A randomized phase 1/2 study of the safety and immunogenicity of a multivalent pneumococcal conjugate vaccine in healthy adults 50 through 85 years of age

Brandon Essink, James Peterson, Kari Yacisin, Himal Lal, Sarah Mirza, Xia Xu, Ingrid L Scully, Daniel A Scott, William C Gruber, Kathrin U Jansen, Wendy Watson, Brandon Essink, James Peterson, Kari Yacisin, Himal Lal, Sarah Mirza, Xia Xu, Ingrid L Scully, Daniel A Scott, William C Gruber, Kathrin U Jansen, Wendy Watson

Abstract

Pneumococcal disease can be serious and debilitating in older adults.
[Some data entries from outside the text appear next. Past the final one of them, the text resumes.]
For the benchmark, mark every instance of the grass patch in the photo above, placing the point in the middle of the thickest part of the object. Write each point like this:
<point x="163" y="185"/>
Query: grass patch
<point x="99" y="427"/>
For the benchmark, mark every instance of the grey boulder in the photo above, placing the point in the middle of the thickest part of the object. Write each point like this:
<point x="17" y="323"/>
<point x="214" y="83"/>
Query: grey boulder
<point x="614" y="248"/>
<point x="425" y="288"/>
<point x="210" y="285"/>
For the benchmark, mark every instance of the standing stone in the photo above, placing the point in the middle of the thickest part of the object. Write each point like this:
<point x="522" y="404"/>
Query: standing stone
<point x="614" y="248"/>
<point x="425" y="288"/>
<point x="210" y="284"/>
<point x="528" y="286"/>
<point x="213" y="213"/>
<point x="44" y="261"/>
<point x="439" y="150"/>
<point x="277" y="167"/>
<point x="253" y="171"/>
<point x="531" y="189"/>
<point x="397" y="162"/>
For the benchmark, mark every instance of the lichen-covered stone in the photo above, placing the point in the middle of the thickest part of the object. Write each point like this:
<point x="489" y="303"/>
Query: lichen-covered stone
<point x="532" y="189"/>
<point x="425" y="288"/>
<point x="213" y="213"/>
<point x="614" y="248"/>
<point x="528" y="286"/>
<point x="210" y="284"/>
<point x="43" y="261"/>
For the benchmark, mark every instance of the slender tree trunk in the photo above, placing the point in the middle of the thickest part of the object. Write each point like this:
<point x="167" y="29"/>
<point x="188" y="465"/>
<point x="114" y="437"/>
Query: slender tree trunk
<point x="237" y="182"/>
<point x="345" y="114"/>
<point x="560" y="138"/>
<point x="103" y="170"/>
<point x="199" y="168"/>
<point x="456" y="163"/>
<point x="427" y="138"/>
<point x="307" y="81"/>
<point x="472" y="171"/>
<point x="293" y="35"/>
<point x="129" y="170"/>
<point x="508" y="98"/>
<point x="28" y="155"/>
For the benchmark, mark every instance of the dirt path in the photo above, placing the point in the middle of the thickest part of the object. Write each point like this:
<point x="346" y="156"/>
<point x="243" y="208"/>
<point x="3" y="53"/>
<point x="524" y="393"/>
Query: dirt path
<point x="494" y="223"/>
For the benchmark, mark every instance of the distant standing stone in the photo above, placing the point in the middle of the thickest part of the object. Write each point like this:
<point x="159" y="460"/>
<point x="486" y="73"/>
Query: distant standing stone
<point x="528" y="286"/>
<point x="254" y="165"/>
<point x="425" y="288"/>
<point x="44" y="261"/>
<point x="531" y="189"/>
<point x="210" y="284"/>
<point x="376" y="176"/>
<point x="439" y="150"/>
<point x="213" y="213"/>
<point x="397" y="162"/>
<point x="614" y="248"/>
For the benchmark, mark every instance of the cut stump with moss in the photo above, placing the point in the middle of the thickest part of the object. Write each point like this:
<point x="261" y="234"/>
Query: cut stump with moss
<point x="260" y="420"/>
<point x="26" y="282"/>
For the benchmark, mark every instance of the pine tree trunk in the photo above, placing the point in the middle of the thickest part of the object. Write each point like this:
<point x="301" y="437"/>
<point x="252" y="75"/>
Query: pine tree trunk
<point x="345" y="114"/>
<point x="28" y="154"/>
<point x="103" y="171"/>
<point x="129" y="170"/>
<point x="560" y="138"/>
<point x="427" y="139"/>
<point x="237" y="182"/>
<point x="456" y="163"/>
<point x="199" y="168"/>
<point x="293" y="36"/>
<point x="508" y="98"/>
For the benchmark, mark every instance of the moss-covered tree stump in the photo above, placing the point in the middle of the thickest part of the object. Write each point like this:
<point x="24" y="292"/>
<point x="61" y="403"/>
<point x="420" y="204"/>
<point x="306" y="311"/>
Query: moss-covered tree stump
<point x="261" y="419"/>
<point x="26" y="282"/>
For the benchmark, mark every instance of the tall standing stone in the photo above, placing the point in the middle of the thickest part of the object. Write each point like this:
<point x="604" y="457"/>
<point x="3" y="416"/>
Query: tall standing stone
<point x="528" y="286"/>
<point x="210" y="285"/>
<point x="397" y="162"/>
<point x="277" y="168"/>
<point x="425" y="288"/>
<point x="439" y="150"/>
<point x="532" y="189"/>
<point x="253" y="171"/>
Pneumococcal conjugate vaccines (PCVs), such as the 13-valent PCV (PCV13), reduce pneumococcal disease rates caused by vaccine serotypes. Development of PCVs offering additional coverage against serotypes not contained in PCV13 can reduce disease burden further. The complementary 7-valent PCV (cPCV7) contains seven non-PCV13 serotypes (8, 10A, 11A, 12F, 15B, 22F, 33F) and can expand coverage by supplementing direct or indirect protection from existing PCVs. This phase 1/2, randomized, active-controlled, observer-blinded study evaluated cPCV7 safety and immunogenicity in healthy adults 50-85 years of age. Stage 1 randomized 66 healthy adults (50-64 years) naive to pneumococcal vaccines to receive cPCV7 or licensed tetanus, diphtheria, and acellular pertussis vaccine; Stage 2 randomized 445 healthy adults (65-85 years) previously vaccinated with PCV13 to receive cPCV7 or 23-valent polysaccharide vaccine. Local reactions and systemic events up to 14 days and adverse events (AEs) through 1 month after vaccination were assessed. Immunogenicity was evaluated by serotype-specific opsonophagocytic activity (OPA) assays before and 1 month after vaccination (and after 12 months in Stage 2). Rates of local reactions, systemic events, and AEs were generally similar after receipt of cPCV7 or control. Robust OPA responses were observed for all seven serotypes 1 month after cPCV7; titers declined yet remained above baseline 12 months after vaccination. Overall, this study found that in adults ≥50 years of age, cPCV7 was safe, well tolerated, and elicited functional immune responses to vaccine serotypes. ClinicalTrials.gov: NCT03313050.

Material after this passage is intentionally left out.